As I said: the length and breadth of Christendom was pro-life. The Medieval institutional response to unwanted pregnancy was a revolving receptacle at an orphanage, not an abattoir.
How many wet nurses were there for abandoned pauper children, or even goats? The great majority died of starvation or disease. Then as now, people were ruled by their sex drive, and not by the consequences.
Some more charitable reflections:
A medieval family could easily suffer catastrophe: a failed harvest, the husband dead before the baby’s birth, the mother dead in childbirth, so that the baby’s poor chances in the orphanage were better, the family hoped, than outside it.
In a time when child mortality was 50% or more, the far higher death rates in the orphanages were not as shocking as they are to us. If earlier people had waited for life to be as safe and certain as we moderns consider proper for having children, then there would be no people at all.

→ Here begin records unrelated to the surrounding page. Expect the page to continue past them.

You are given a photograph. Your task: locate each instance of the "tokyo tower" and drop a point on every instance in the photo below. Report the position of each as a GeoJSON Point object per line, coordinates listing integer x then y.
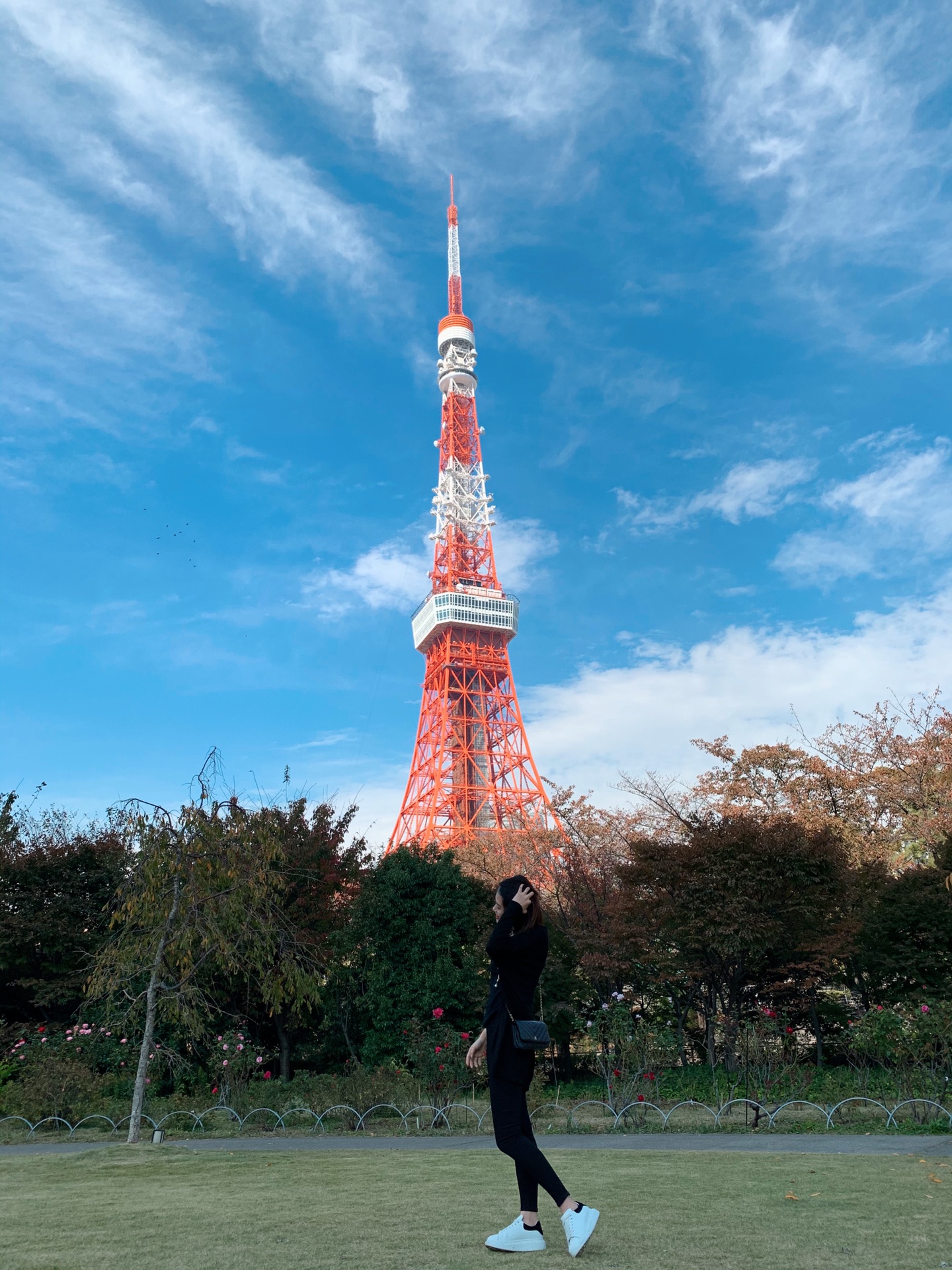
{"type": "Point", "coordinates": [471, 773]}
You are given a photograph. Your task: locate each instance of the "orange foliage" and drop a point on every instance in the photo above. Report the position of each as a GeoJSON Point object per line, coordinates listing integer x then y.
{"type": "Point", "coordinates": [885, 783]}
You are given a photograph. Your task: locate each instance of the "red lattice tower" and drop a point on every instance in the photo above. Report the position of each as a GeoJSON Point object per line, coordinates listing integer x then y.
{"type": "Point", "coordinates": [473, 773]}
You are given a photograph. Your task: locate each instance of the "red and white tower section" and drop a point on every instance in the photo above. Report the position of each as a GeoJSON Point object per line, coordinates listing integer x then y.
{"type": "Point", "coordinates": [473, 773]}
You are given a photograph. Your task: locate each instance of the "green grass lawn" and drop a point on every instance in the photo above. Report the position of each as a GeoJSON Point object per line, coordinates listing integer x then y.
{"type": "Point", "coordinates": [171, 1208]}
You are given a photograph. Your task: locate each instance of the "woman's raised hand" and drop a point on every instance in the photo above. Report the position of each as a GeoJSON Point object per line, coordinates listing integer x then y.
{"type": "Point", "coordinates": [524, 898]}
{"type": "Point", "coordinates": [477, 1050]}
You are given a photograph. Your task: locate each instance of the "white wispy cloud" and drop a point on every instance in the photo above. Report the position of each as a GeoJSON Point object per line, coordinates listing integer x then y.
{"type": "Point", "coordinates": [426, 83]}
{"type": "Point", "coordinates": [814, 110]}
{"type": "Point", "coordinates": [138, 113]}
{"type": "Point", "coordinates": [67, 278]}
{"type": "Point", "coordinates": [748, 492]}
{"type": "Point", "coordinates": [742, 683]}
{"type": "Point", "coordinates": [395, 573]}
{"type": "Point", "coordinates": [819, 116]}
{"type": "Point", "coordinates": [890, 516]}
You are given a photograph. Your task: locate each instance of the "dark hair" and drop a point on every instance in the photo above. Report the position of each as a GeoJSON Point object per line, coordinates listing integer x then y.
{"type": "Point", "coordinates": [508, 888]}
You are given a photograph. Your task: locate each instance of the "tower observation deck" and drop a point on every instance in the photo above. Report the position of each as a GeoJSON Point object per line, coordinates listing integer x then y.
{"type": "Point", "coordinates": [473, 771]}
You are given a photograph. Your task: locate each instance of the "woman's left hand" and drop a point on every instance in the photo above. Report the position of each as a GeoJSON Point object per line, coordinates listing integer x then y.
{"type": "Point", "coordinates": [524, 898]}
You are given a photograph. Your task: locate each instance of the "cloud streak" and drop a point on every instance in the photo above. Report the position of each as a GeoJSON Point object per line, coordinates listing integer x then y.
{"type": "Point", "coordinates": [143, 105]}
{"type": "Point", "coordinates": [748, 492]}
{"type": "Point", "coordinates": [742, 683]}
{"type": "Point", "coordinates": [898, 512]}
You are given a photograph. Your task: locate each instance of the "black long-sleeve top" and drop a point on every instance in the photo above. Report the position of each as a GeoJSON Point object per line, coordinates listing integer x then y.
{"type": "Point", "coordinates": [517, 963]}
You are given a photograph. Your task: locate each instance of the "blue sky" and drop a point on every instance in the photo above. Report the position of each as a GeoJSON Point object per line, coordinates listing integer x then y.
{"type": "Point", "coordinates": [707, 252]}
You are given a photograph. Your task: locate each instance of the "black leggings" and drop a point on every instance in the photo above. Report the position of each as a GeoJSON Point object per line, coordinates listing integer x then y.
{"type": "Point", "coordinates": [513, 1130]}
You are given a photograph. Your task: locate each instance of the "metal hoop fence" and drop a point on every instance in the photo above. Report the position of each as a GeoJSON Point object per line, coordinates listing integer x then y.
{"type": "Point", "coordinates": [440, 1117]}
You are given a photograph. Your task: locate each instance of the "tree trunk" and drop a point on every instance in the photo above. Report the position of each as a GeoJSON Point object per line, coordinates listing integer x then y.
{"type": "Point", "coordinates": [281, 1023]}
{"type": "Point", "coordinates": [139, 1093]}
{"type": "Point", "coordinates": [818, 1034]}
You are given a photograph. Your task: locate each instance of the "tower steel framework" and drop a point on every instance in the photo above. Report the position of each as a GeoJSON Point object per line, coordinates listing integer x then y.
{"type": "Point", "coordinates": [473, 771]}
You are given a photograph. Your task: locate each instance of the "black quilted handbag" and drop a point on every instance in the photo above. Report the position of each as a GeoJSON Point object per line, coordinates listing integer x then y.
{"type": "Point", "coordinates": [530, 1034]}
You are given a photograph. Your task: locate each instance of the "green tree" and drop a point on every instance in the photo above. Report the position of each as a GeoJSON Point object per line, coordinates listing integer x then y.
{"type": "Point", "coordinates": [904, 949]}
{"type": "Point", "coordinates": [735, 910]}
{"type": "Point", "coordinates": [415, 944]}
{"type": "Point", "coordinates": [204, 904]}
{"type": "Point", "coordinates": [320, 874]}
{"type": "Point", "coordinates": [58, 883]}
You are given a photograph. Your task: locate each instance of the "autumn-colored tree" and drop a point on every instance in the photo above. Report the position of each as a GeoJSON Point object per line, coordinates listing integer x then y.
{"type": "Point", "coordinates": [738, 910]}
{"type": "Point", "coordinates": [884, 781]}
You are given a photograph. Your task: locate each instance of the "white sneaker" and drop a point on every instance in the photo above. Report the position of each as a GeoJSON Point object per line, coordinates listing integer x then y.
{"type": "Point", "coordinates": [517, 1238]}
{"type": "Point", "coordinates": [578, 1227]}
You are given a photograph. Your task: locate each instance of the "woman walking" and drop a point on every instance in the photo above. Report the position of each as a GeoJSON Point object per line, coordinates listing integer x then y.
{"type": "Point", "coordinates": [518, 948]}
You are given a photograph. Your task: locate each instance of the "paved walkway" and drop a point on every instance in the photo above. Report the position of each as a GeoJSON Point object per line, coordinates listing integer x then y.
{"type": "Point", "coordinates": [804, 1143]}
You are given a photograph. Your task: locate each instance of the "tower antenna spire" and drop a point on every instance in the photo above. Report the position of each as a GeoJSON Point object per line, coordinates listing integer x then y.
{"type": "Point", "coordinates": [473, 771]}
{"type": "Point", "coordinates": [455, 285]}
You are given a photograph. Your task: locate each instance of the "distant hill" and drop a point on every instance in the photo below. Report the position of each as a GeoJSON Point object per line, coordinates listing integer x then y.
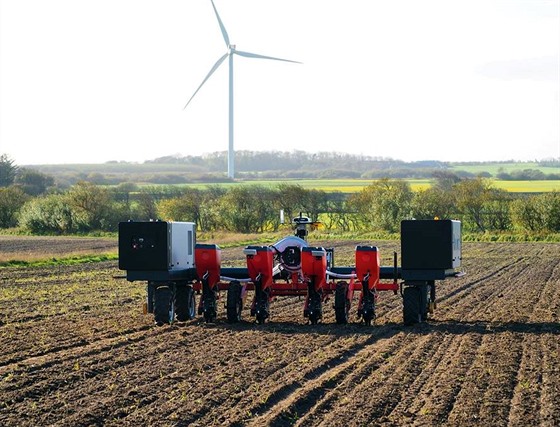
{"type": "Point", "coordinates": [288, 165]}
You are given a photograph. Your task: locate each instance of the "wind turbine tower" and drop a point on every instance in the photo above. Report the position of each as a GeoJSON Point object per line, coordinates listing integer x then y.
{"type": "Point", "coordinates": [231, 50]}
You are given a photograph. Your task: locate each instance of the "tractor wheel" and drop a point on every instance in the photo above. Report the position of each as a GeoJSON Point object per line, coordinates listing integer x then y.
{"type": "Point", "coordinates": [163, 305]}
{"type": "Point", "coordinates": [412, 307]}
{"type": "Point", "coordinates": [234, 302]}
{"type": "Point", "coordinates": [185, 302]}
{"type": "Point", "coordinates": [341, 303]}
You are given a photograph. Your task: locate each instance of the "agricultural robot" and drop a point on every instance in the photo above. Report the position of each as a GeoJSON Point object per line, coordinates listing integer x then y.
{"type": "Point", "coordinates": [177, 270]}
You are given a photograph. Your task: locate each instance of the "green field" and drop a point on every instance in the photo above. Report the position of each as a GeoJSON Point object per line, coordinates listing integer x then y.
{"type": "Point", "coordinates": [495, 168]}
{"type": "Point", "coordinates": [355, 185]}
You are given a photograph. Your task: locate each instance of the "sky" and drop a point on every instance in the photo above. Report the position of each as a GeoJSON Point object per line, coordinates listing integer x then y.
{"type": "Point", "coordinates": [84, 81]}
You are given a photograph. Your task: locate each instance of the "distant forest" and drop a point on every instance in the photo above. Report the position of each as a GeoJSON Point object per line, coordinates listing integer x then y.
{"type": "Point", "coordinates": [211, 168]}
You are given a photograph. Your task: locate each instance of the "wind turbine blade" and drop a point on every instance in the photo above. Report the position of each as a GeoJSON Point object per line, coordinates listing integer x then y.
{"type": "Point", "coordinates": [224, 32]}
{"type": "Point", "coordinates": [255, 55]}
{"type": "Point", "coordinates": [214, 68]}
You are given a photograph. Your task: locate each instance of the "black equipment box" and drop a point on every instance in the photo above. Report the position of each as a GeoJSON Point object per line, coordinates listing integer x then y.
{"type": "Point", "coordinates": [433, 245]}
{"type": "Point", "coordinates": [156, 245]}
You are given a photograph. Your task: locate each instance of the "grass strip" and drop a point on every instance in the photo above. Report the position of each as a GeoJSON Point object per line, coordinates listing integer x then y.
{"type": "Point", "coordinates": [71, 260]}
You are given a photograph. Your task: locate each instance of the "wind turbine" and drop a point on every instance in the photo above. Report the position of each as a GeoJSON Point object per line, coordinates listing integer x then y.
{"type": "Point", "coordinates": [231, 50]}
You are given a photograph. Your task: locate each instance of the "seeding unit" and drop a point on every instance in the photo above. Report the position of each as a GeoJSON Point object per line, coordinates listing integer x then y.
{"type": "Point", "coordinates": [166, 255]}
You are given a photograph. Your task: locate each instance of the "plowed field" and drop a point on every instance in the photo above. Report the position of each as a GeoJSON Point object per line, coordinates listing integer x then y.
{"type": "Point", "coordinates": [75, 349]}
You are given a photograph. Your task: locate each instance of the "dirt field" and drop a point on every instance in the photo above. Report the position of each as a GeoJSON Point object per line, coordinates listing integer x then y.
{"type": "Point", "coordinates": [76, 350]}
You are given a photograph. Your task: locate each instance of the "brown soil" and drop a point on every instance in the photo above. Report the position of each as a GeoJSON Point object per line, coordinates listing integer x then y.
{"type": "Point", "coordinates": [76, 350]}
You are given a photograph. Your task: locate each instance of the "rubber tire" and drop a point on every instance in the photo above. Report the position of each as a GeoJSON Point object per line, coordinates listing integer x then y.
{"type": "Point", "coordinates": [184, 303]}
{"type": "Point", "coordinates": [234, 302]}
{"type": "Point", "coordinates": [341, 303]}
{"type": "Point", "coordinates": [163, 305]}
{"type": "Point", "coordinates": [412, 305]}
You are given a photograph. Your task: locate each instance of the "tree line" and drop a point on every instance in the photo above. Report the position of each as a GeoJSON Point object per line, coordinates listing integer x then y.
{"type": "Point", "coordinates": [87, 207]}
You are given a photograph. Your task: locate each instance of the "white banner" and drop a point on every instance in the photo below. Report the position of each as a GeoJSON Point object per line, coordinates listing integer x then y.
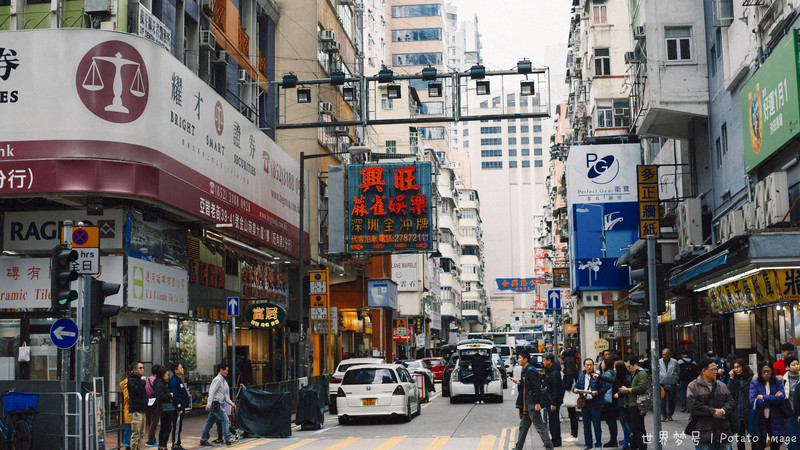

Babies weren’t always sent to religious orphanages, and they weren’t abandoned only by families on the verge of starvation. Baby farms and angel makers were commercial enterprises lasting into the early nineteenth century and even middle class people sometimes dealt with their extra children that way, and wealthy people with their embarrassments.
A quarter century ago, I bought a book on child abandonment and exposure, whose title I cannot recall, and which is shelved according to some forgotten scheme, but it quoted an Classical Greek or Roman writer, that the Jews were the only people who did not expose their children.